Cette vision du Moyen Age est aujourd’hui complètement obsolète, les historiens des mentalités ayant peu à peu fait sortir de l’ombre des hommes qui nous ressemblent bien davantage. Il n’empêche que l’idée est bien là, cette idée que le pèlerinage est un moyen extraordinaire de véhicule de la culture, de la connaissance mutuelle, un moyen de réconcilier des nations ennemies, tant il n’est mieux que les rencontres pour effacer les peurs réciproques :


«Combien les haines nationales ne sont-elles pas modérées et affaiblies par suite des relations qu’établissaient et entretenaient insensiblement le passage et le séjour de tant d’individus de pays différents rassemblés par les sympathies d’une même croyance ! Combien de préjugés contre les habitudes, les mœurs, les physionomies, les caractères, se sont dissipés à l’aide de ces lointaines visites entre des chrétiens de nationalités hostiles ! Mais surtout combien de connaissances se sont répandues plus rapidement par tant de bouches, qui portaient de peuple à peuple le récit de tout ce qui avait frappé leur esprit, et ouvert à de nouvelles clartés leur intelligence !… Qui pourrait estimer par exemple tout ce que les pèlerinages ont transmis de civilisation orientale à l’Europe… Ils avaient été chercher Dieu, ils rapportaient l’art et la science, tant il est vrai que tout ce qui se fait au nom d’une grand idée est fécond »

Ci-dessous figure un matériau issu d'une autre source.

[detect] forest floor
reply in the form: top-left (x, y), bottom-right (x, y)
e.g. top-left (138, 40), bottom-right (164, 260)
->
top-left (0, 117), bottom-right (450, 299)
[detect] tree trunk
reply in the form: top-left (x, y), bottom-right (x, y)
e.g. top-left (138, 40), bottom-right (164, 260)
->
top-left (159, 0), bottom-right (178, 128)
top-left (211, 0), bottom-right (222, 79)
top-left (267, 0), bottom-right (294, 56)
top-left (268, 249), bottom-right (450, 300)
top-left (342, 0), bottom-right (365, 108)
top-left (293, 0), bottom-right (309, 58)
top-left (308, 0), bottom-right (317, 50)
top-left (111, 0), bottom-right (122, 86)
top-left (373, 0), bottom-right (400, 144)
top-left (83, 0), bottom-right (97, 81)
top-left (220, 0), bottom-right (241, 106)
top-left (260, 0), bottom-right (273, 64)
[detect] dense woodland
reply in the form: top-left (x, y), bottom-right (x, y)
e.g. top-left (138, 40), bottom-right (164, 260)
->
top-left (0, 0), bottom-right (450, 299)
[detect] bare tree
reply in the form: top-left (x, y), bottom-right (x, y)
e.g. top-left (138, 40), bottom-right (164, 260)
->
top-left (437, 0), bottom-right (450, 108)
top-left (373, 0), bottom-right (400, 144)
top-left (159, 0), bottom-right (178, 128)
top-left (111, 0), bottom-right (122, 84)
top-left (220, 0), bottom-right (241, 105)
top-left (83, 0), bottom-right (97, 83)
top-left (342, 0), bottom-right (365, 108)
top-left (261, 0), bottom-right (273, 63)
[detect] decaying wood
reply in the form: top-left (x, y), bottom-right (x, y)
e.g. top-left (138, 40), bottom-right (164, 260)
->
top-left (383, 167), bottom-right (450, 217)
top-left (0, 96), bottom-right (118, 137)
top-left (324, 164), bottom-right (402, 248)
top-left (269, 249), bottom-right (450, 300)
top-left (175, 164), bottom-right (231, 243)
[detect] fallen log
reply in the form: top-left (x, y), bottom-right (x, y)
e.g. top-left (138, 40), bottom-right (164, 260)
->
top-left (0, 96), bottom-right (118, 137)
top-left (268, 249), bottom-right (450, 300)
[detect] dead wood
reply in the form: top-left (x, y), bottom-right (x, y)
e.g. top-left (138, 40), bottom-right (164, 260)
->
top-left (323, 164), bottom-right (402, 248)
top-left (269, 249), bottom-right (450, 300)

Des idées à cultiver aujourd’hui lorsque le pèlerin, ravi de rentrer chez lui et de se souvenir des « rencontres » qu’il a faites sur le chemin de Compostelle, oublie bientôt toute cette diversité dont il s’est nourri pour se retrancher derrière la barrière de son jardin, de sa ville, de son département, éventuellemen de sa Région, mais surtout pas plus loin.